Berechtigungsregeln in Claude Code werden von der Agent-Laufzeit erzwungen, nicht vom Modell selbst. Dieser Unterschied ist wichtiger als er klingt. Anweisungen in Ihrem Prompt oder CLAUDE.md prägen, was Claude versucht zu tun, aber sie ändern nicht, was Claude Code tatsächlich erlaubt, wie die offizielle Berechtigungsdokumentation verdeutlicht. Um Zugriff zu gewähren oder zu widerrufen, verwenden Sie /permissions, die unten beschriebenen Einstellungsdateien, einen Berechtigungsmodus oder einen PreToolUse Hook. Dieser Beitrag durchläuft jede Ebene: Auswahl eines Modus, Verständnis von Precedence, Schreiben einer funktionierenden Richtliniendatei, Testen und Wissen, wo das gesamte System Ihnen nicht helfen kann.

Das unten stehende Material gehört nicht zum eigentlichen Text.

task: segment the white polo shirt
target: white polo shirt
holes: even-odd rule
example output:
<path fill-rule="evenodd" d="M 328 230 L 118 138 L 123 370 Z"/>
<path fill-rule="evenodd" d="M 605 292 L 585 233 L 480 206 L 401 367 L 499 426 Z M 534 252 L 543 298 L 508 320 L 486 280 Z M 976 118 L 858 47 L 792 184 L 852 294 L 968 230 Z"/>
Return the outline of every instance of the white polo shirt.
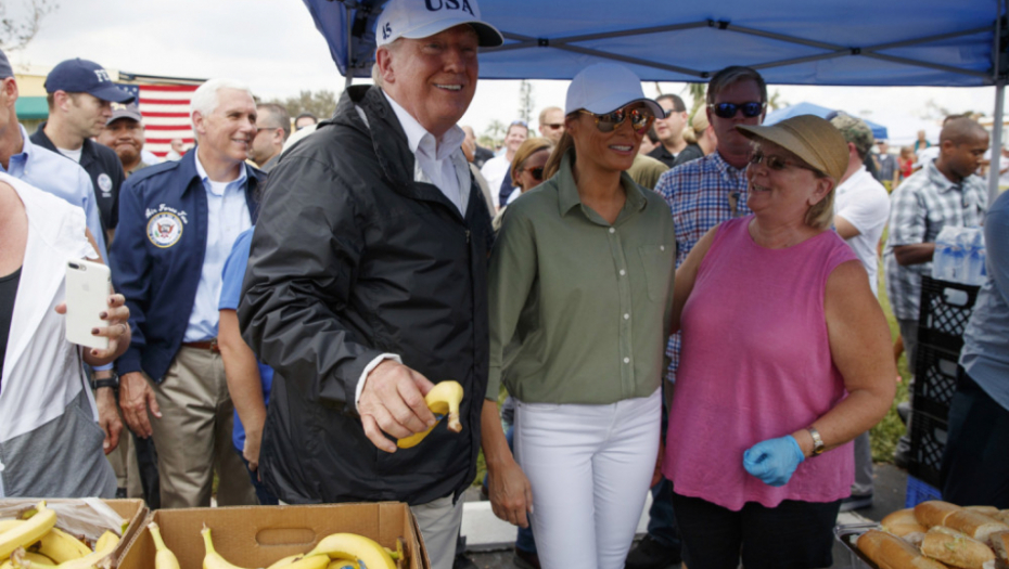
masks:
<path fill-rule="evenodd" d="M 841 216 L 858 230 L 847 240 L 855 255 L 869 273 L 872 294 L 879 296 L 879 242 L 890 219 L 890 195 L 883 184 L 863 166 L 838 186 L 834 215 Z"/>

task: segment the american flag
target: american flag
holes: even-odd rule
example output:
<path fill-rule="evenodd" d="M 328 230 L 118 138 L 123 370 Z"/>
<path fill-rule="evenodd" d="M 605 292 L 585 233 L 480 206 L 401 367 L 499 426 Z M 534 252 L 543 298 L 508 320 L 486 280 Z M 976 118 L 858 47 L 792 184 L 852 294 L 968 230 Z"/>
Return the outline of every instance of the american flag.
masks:
<path fill-rule="evenodd" d="M 197 85 L 122 85 L 140 106 L 143 115 L 144 146 L 158 158 L 171 150 L 174 139 L 192 146 L 193 128 L 189 120 L 189 102 Z"/>

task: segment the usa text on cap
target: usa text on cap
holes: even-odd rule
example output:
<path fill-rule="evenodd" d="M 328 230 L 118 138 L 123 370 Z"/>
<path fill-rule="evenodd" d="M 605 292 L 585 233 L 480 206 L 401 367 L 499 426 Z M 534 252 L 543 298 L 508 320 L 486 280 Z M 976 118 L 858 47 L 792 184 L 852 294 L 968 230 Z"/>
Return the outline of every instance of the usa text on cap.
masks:
<path fill-rule="evenodd" d="M 387 46 L 399 38 L 422 39 L 461 24 L 476 30 L 483 48 L 504 42 L 497 28 L 481 21 L 476 0 L 391 0 L 379 16 L 375 44 Z"/>

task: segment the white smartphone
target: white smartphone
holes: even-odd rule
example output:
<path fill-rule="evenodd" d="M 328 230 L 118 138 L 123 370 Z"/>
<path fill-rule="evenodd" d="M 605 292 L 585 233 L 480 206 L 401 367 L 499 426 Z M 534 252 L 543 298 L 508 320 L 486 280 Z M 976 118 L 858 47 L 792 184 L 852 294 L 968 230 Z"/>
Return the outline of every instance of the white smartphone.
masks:
<path fill-rule="evenodd" d="M 108 338 L 94 336 L 93 328 L 107 323 L 99 314 L 108 310 L 112 273 L 104 264 L 66 261 L 66 341 L 88 348 L 108 348 Z"/>

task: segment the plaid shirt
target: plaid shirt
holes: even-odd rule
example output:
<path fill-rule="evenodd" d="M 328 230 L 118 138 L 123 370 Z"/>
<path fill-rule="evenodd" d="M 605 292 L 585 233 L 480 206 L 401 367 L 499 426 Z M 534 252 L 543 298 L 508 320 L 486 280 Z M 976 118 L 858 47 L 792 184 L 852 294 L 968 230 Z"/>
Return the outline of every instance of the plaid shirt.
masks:
<path fill-rule="evenodd" d="M 746 206 L 746 169 L 736 168 L 713 152 L 703 158 L 681 164 L 662 174 L 655 185 L 669 208 L 676 227 L 676 267 L 682 264 L 687 254 L 708 230 L 732 219 L 749 216 Z M 669 368 L 666 378 L 676 382 L 679 366 L 680 334 L 669 337 L 666 355 Z"/>
<path fill-rule="evenodd" d="M 987 203 L 984 180 L 971 176 L 953 183 L 934 161 L 915 172 L 894 190 L 890 198 L 890 237 L 883 250 L 886 294 L 898 320 L 918 320 L 921 275 L 932 274 L 932 262 L 902 267 L 893 248 L 901 245 L 935 243 L 946 225 L 980 227 Z"/>

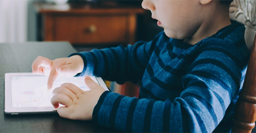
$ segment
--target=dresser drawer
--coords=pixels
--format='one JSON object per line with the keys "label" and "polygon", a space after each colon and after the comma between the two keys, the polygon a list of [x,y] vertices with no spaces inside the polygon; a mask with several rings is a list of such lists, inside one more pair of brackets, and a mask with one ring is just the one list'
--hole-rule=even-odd
{"label": "dresser drawer", "polygon": [[72,44],[127,41],[125,16],[57,16],[54,18],[54,40]]}

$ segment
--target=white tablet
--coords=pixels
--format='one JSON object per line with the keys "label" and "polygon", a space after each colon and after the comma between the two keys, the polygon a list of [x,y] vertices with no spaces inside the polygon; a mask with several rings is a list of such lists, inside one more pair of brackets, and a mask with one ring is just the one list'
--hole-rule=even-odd
{"label": "white tablet", "polygon": [[[54,82],[53,89],[48,90],[47,76],[31,73],[6,73],[5,76],[4,111],[7,114],[56,113],[57,109],[50,102],[52,91],[64,83],[71,83],[84,91],[89,90],[83,76],[59,76]],[[109,91],[101,78],[91,78],[105,90]]]}

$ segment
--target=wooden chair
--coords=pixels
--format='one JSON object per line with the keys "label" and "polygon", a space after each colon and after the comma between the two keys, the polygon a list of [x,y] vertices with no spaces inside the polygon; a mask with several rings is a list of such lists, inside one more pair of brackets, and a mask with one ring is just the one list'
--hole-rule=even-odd
{"label": "wooden chair", "polygon": [[[242,91],[236,105],[232,133],[251,133],[256,120],[256,0],[234,0],[230,18],[244,24],[244,37],[251,54]],[[254,37],[254,35],[255,36]],[[254,41],[253,41],[254,38]]]}
{"label": "wooden chair", "polygon": [[236,105],[233,133],[251,133],[256,120],[256,34],[244,82]]}

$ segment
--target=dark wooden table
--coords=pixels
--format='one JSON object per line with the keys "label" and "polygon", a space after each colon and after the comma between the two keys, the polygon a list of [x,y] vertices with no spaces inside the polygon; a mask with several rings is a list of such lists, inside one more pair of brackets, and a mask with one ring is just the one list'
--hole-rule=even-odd
{"label": "dark wooden table", "polygon": [[0,133],[113,132],[92,121],[72,120],[54,114],[7,115],[4,113],[4,74],[31,72],[39,55],[51,59],[76,52],[67,42],[0,44]]}

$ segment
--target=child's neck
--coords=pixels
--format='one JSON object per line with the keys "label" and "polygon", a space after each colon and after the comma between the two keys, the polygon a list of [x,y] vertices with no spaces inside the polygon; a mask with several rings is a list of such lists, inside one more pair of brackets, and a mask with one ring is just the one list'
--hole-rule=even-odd
{"label": "child's neck", "polygon": [[[228,11],[225,11],[225,12],[229,13]],[[188,44],[195,45],[202,40],[215,34],[220,29],[231,24],[229,14],[224,14],[223,12],[217,12],[218,14],[209,15],[195,34],[191,37],[184,39],[183,41]]]}

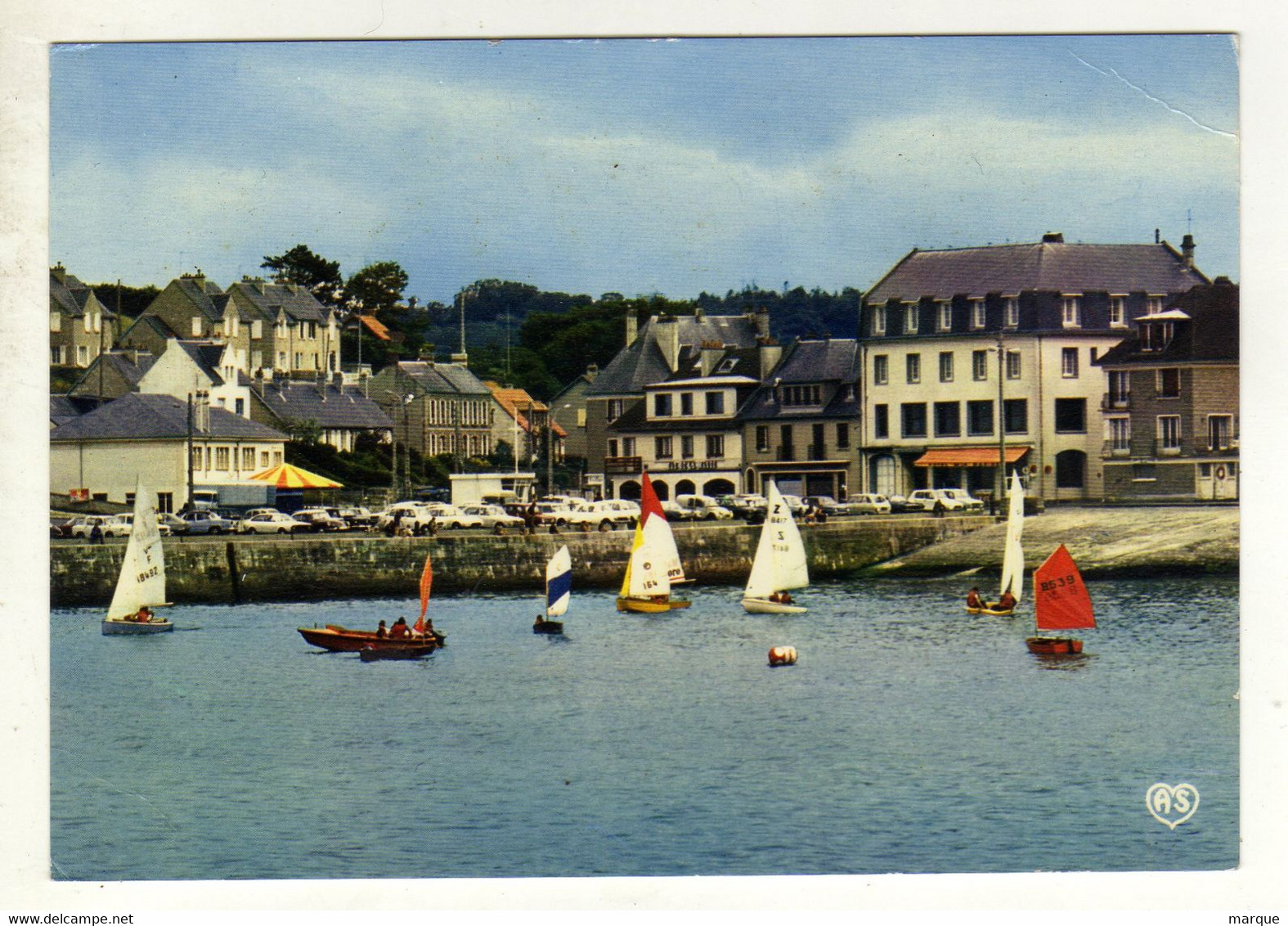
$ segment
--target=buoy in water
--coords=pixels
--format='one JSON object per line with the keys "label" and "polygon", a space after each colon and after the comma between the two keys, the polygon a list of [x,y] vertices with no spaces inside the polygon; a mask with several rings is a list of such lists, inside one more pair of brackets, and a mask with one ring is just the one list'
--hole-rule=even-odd
{"label": "buoy in water", "polygon": [[795,666],[796,647],[774,647],[769,650],[770,666]]}

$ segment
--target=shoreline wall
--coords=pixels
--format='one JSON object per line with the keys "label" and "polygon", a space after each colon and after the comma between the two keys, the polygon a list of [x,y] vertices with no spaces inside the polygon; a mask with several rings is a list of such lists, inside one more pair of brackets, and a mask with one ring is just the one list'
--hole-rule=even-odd
{"label": "shoreline wall", "polygon": [[[854,518],[801,527],[817,578],[841,576],[992,524],[985,516]],[[166,538],[166,590],[175,603],[309,601],[415,595],[425,553],[434,591],[537,591],[546,560],[572,554],[581,587],[617,587],[632,532],[437,537],[361,534],[326,538]],[[685,574],[702,585],[741,585],[751,569],[760,527],[741,522],[675,531]],[[124,543],[54,543],[52,607],[107,605]]]}

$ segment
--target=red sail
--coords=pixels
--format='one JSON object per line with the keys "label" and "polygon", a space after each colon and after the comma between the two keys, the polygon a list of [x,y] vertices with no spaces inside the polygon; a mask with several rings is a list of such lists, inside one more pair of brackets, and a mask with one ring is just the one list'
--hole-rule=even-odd
{"label": "red sail", "polygon": [[412,627],[417,634],[425,632],[425,612],[429,609],[429,586],[434,582],[434,569],[429,564],[429,554],[425,554],[425,568],[420,572],[420,617]]}
{"label": "red sail", "polygon": [[666,511],[662,510],[662,502],[657,500],[657,492],[653,491],[653,482],[648,478],[647,471],[641,475],[644,488],[640,489],[640,524],[648,520],[650,514],[666,520]]}
{"label": "red sail", "polygon": [[1038,630],[1082,630],[1096,626],[1087,586],[1064,543],[1033,573],[1033,600]]}

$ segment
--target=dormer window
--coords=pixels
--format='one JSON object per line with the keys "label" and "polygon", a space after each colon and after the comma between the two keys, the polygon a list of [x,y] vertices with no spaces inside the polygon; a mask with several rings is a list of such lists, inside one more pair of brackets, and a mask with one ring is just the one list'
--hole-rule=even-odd
{"label": "dormer window", "polygon": [[1126,328],[1127,327],[1127,296],[1126,295],[1112,295],[1112,296],[1109,296],[1109,327],[1110,328]]}
{"label": "dormer window", "polygon": [[1006,327],[1020,327],[1020,298],[1005,296],[1006,299]]}
{"label": "dormer window", "polygon": [[1082,312],[1078,305],[1079,294],[1066,292],[1060,298],[1060,325],[1066,328],[1082,327]]}

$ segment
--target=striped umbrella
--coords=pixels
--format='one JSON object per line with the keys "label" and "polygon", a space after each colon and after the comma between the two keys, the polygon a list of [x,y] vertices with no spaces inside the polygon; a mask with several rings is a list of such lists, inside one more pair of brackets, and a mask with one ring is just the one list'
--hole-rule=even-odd
{"label": "striped umbrella", "polygon": [[309,473],[307,469],[291,464],[279,464],[249,478],[255,482],[267,482],[277,488],[344,488],[334,479]]}

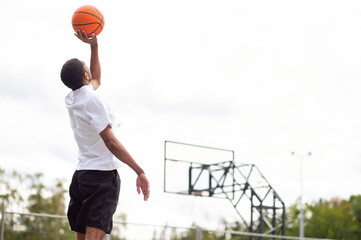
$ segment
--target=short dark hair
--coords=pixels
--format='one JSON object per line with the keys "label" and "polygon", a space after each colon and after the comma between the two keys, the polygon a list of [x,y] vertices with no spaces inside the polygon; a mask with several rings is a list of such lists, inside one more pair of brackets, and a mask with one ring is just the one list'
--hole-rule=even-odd
{"label": "short dark hair", "polygon": [[77,58],[66,61],[61,69],[61,81],[73,91],[83,86],[83,77],[85,73],[84,64]]}

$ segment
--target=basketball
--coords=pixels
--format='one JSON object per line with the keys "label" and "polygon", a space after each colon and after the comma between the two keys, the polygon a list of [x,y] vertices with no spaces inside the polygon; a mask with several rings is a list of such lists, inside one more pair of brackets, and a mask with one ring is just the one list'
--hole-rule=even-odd
{"label": "basketball", "polygon": [[98,35],[104,28],[104,16],[96,8],[91,5],[85,5],[75,10],[72,18],[73,29],[85,31],[88,37],[94,33]]}

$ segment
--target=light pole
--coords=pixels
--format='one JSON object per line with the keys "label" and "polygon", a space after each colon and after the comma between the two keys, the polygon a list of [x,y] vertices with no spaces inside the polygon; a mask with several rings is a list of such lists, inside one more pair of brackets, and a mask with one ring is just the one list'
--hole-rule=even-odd
{"label": "light pole", "polygon": [[311,152],[307,153],[307,155],[296,155],[295,152],[291,152],[292,156],[298,157],[300,160],[300,191],[301,191],[301,196],[300,196],[300,238],[304,238],[305,237],[305,232],[304,232],[304,227],[303,227],[303,202],[302,202],[302,195],[303,195],[303,159],[305,157],[310,157],[312,155]]}

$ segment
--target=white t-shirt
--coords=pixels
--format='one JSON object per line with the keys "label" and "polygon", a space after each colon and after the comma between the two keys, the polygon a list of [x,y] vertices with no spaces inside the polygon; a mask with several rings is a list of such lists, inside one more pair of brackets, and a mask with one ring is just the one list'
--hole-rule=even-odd
{"label": "white t-shirt", "polygon": [[114,123],[110,106],[91,85],[70,92],[65,98],[70,123],[78,144],[77,170],[114,170],[121,162],[105,146],[99,133]]}

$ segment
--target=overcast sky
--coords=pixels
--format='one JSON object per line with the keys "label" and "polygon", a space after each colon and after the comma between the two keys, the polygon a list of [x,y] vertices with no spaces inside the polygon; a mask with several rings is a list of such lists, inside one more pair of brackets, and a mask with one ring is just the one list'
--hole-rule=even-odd
{"label": "overcast sky", "polygon": [[287,206],[300,193],[292,151],[312,152],[303,160],[305,201],[361,193],[356,0],[4,1],[0,167],[70,181],[77,148],[59,75],[70,58],[89,62],[89,46],[71,26],[84,4],[105,16],[99,92],[117,115],[117,136],[151,182],[144,203],[135,174],[120,169],[118,211],[129,221],[240,220],[225,200],[163,193],[164,140],[234,150],[237,162],[258,166]]}

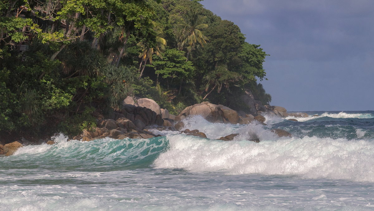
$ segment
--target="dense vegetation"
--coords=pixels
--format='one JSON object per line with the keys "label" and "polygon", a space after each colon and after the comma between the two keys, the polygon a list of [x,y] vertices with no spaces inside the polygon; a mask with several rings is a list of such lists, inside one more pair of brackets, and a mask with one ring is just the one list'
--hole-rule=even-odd
{"label": "dense vegetation", "polygon": [[267,55],[189,0],[0,0],[0,133],[74,135],[128,95],[176,114],[203,101],[271,100]]}

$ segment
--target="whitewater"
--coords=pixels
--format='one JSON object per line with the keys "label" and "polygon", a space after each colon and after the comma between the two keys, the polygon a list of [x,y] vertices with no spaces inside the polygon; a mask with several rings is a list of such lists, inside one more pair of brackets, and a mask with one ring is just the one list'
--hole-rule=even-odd
{"label": "whitewater", "polygon": [[208,138],[57,135],[0,157],[0,210],[374,210],[374,111],[306,112],[265,115],[267,126],[183,120]]}

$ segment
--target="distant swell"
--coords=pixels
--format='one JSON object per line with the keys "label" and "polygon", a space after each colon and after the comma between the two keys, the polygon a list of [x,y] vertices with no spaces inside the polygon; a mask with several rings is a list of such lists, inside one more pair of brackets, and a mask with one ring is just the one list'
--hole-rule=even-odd
{"label": "distant swell", "polygon": [[347,114],[344,112],[340,112],[338,114],[329,114],[327,112],[324,113],[318,117],[288,117],[286,119],[295,119],[298,121],[305,121],[315,119],[318,119],[321,117],[328,117],[331,118],[358,118],[359,119],[367,119],[374,118],[374,116],[370,114]]}
{"label": "distant swell", "polygon": [[306,136],[256,143],[181,135],[169,139],[169,149],[154,161],[156,168],[374,182],[373,140]]}

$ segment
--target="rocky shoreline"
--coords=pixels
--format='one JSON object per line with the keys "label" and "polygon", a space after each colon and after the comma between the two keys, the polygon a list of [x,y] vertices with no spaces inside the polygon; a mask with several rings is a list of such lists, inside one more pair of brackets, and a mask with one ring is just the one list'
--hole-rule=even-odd
{"label": "rocky shoreline", "polygon": [[[244,102],[250,108],[249,114],[242,111],[234,111],[223,105],[217,105],[209,102],[203,102],[186,108],[178,116],[169,113],[166,109],[160,108],[153,100],[148,98],[140,98],[137,100],[128,96],[123,102],[122,109],[113,113],[110,118],[99,118],[97,127],[90,131],[84,130],[79,135],[73,137],[71,139],[89,141],[96,139],[109,137],[122,139],[150,138],[161,136],[156,135],[150,130],[157,130],[180,131],[187,135],[192,135],[206,138],[203,133],[198,129],[186,129],[182,121],[190,116],[200,115],[208,121],[214,123],[248,124],[251,123],[266,125],[264,114],[281,117],[307,117],[304,113],[290,113],[285,108],[278,106],[263,106],[261,102],[254,100],[250,93],[243,96]],[[289,119],[296,121],[294,119]],[[280,129],[273,129],[271,131],[279,137],[292,137],[288,132]],[[238,134],[228,134],[218,139],[225,141],[233,140]],[[260,142],[255,135],[248,137],[248,140],[256,142]],[[13,154],[17,149],[24,145],[30,144],[53,144],[52,140],[40,140],[36,143],[32,143],[24,139],[4,144],[0,142],[0,156],[9,156]]]}

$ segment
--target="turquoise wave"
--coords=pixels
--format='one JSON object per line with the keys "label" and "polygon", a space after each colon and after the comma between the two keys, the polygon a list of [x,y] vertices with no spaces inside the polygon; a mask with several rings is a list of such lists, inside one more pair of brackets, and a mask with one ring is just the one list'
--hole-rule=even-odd
{"label": "turquoise wave", "polygon": [[[2,159],[2,169],[41,168],[86,171],[114,171],[149,168],[168,141],[165,136],[149,139],[97,139],[89,142],[67,141],[62,135],[55,138],[57,144],[28,146],[13,156]],[[94,169],[93,169],[94,168]]]}

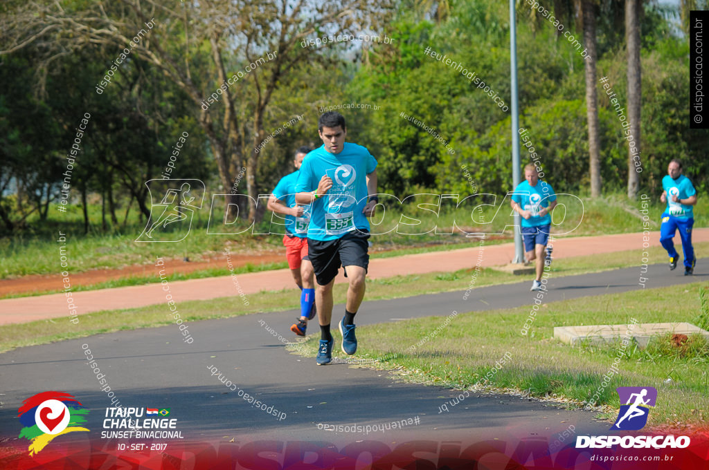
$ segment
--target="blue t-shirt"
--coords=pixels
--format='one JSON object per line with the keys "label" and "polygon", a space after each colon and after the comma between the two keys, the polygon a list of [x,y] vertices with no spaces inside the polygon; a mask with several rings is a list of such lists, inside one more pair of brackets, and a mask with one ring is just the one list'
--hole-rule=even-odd
{"label": "blue t-shirt", "polygon": [[667,197],[666,214],[674,215],[680,220],[694,218],[692,206],[688,204],[680,204],[671,201],[672,195],[677,196],[679,199],[686,199],[697,193],[688,178],[684,175],[680,175],[679,178],[673,180],[669,175],[665,175],[665,177],[662,178],[662,189],[665,190],[665,196]]}
{"label": "blue t-shirt", "polygon": [[369,229],[362,211],[367,205],[367,176],[376,168],[376,160],[367,148],[345,142],[333,154],[325,146],[306,156],[296,183],[296,193],[313,191],[323,176],[333,180],[327,194],[313,203],[308,238],[336,240],[356,229]]}
{"label": "blue t-shirt", "polygon": [[[281,180],[276,185],[273,190],[273,195],[276,199],[282,201],[289,207],[296,207],[296,181],[298,180],[298,175],[300,172],[296,170],[289,175],[286,175],[281,178]],[[308,235],[308,224],[310,222],[310,205],[303,206],[303,215],[296,217],[292,215],[286,215],[286,231],[291,235],[295,235],[301,239],[306,238]]]}
{"label": "blue t-shirt", "polygon": [[557,200],[557,195],[551,185],[538,180],[537,185],[532,186],[525,180],[517,185],[512,200],[532,213],[529,219],[522,217],[522,227],[541,227],[552,223],[551,214],[547,213],[543,217],[539,217],[541,207],[548,207],[549,202]]}

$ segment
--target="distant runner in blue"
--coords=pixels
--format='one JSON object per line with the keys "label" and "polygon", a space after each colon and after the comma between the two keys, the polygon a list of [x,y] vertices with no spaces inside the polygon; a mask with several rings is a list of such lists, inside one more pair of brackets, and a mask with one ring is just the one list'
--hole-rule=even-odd
{"label": "distant runner in blue", "polygon": [[539,173],[533,164],[525,166],[525,180],[515,188],[510,204],[522,216],[522,237],[525,241],[527,262],[537,260],[537,277],[530,289],[535,291],[542,289],[545,263],[549,265],[552,262],[552,251],[547,250],[547,243],[552,227],[549,214],[557,207],[557,195],[551,185],[539,179]]}
{"label": "distant runner in blue", "polygon": [[296,202],[311,204],[308,227],[308,256],[317,281],[315,302],[320,321],[320,341],[316,362],[333,360],[333,286],[340,265],[350,286],[345,317],[340,321],[341,348],[357,351],[354,315],[364,297],[364,280],[369,265],[369,222],[379,202],[376,160],[365,147],[345,142],[345,118],[328,111],[318,121],[323,146],[308,154],[296,183]]}
{"label": "distant runner in blue", "polygon": [[675,231],[679,229],[684,252],[684,275],[691,276],[694,273],[697,262],[692,246],[692,226],[694,225],[692,206],[697,203],[697,191],[689,178],[682,174],[682,162],[676,159],[667,166],[667,176],[662,178],[660,200],[667,202],[660,225],[660,243],[669,255],[669,269],[672,270],[676,268],[679,259],[672,241]]}
{"label": "distant runner in blue", "polygon": [[310,148],[301,147],[296,151],[293,164],[296,171],[286,175],[276,185],[267,206],[269,210],[285,215],[286,234],[283,245],[286,247],[286,259],[291,269],[293,280],[301,289],[301,316],[291,326],[291,331],[298,336],[306,336],[308,321],[315,316],[315,286],[313,285],[313,265],[308,258],[308,224],[310,222],[310,207],[296,204],[296,181],[300,174],[303,159]]}

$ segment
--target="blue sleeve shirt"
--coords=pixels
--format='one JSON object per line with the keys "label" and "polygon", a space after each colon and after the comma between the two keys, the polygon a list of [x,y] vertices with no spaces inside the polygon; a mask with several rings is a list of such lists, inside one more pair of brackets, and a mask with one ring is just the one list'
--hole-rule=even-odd
{"label": "blue sleeve shirt", "polygon": [[522,217],[522,227],[542,227],[552,223],[550,214],[539,216],[540,209],[548,207],[549,202],[557,200],[557,195],[549,183],[539,180],[536,185],[532,186],[526,180],[523,181],[515,188],[512,200],[532,213],[529,219]]}
{"label": "blue sleeve shirt", "polygon": [[665,213],[669,215],[674,215],[680,220],[688,220],[694,218],[694,212],[692,206],[688,204],[680,204],[673,202],[672,195],[677,196],[679,199],[686,199],[697,193],[692,182],[684,175],[680,175],[679,178],[673,180],[669,175],[666,175],[662,178],[662,189],[665,190],[665,196],[667,197],[667,207]]}
{"label": "blue sleeve shirt", "polygon": [[[273,195],[289,207],[296,207],[296,181],[298,180],[298,171],[286,175],[276,185]],[[291,235],[304,239],[308,234],[308,224],[310,222],[310,205],[303,205],[303,215],[296,217],[292,215],[284,216],[286,219],[286,231]]]}
{"label": "blue sleeve shirt", "polygon": [[376,168],[376,159],[367,148],[345,142],[339,154],[325,146],[312,151],[303,160],[296,193],[318,189],[323,176],[333,180],[328,193],[313,202],[308,238],[320,241],[336,240],[357,229],[369,229],[362,211],[367,205],[367,176]]}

Wählen Sie einen Berechtigungsmodus
Der Modus, den Sie wählen, legt die Grundlage für alles andere fest. Es gibt fünf.
Manual stoppt Claude Code vor den meisten Dateibearbeitungen, Shell-Befehlen und Netzwerkaufrufen. Sie bestätigen jeden einzeln. Langsam, aber nichts überrascht Sie.
Auto übergibt die Genehmigung an ein Klassifizierungsmodell, das Aktionen in Ihrem Namen überprüft. Bei Pro-, Max- und Team-Plänen ist dies der standardmäßig verfügbare Modus, gemäß der Berechtigungsmodus-Dokumentation. Der Klassifizierer hat seine eigenen Regeln darüber, welche Aktionen er überprüft und welche er überspringt, daher ist Auto nicht dasselbe wie „alles genehmigen".
Accept Edits genehmigt Dateivorgänge automatisch, fragt aber weiterhin nach Shell-Befehlen. Ein vernünftiger Mittelweg für Solo-Arbeit an einer Codebasis, die Sie verstehen.
Plan blockiert Dateibearbeitungen und Shell-Schreibvorgänge vollständig. Claude kann lesen, begründen und einen Plan ausgeben, kann aber nicht handeln. Gut für Bewertungen in frühen Phasen, wenn Sie den Ansatz sehen möchten, bevor sich etwas ändert.
dontAsk verweigert automatisch jedes Tool, das nicht auf Ihrer expliziten Allow-Liste steht. Keine Eingabeaufforderung, nur eine stille Verweigerung. Dies ist der richtige Modus für CI/CD-Pipelines, bei denen niemand zusieht.
bypassPermissions überspringt alle Prüfungen. Claude führt aus, was es will. Nützlich in Sandbox-Wurf-Umgebungen; nicht etwas, das gegen ein Production-Repo läuft.
Um den Startmodus in VS Code festzulegen, setzen Sie claudeCode.initialPermissionMode in Ihren Benutzereinstellungen auf default, manual, acceptEdits, plan oder bypassPermissions. Hinweis: Die Einstellung akzeptiert nicht auto. Um in Auto zu starten, lassen Sie sie ungesetzt und wählen Sie sie einmal aus dem Modus-Indikator; die Erweiterung merkt sich diese Wahl für nachfolgende Gespräche.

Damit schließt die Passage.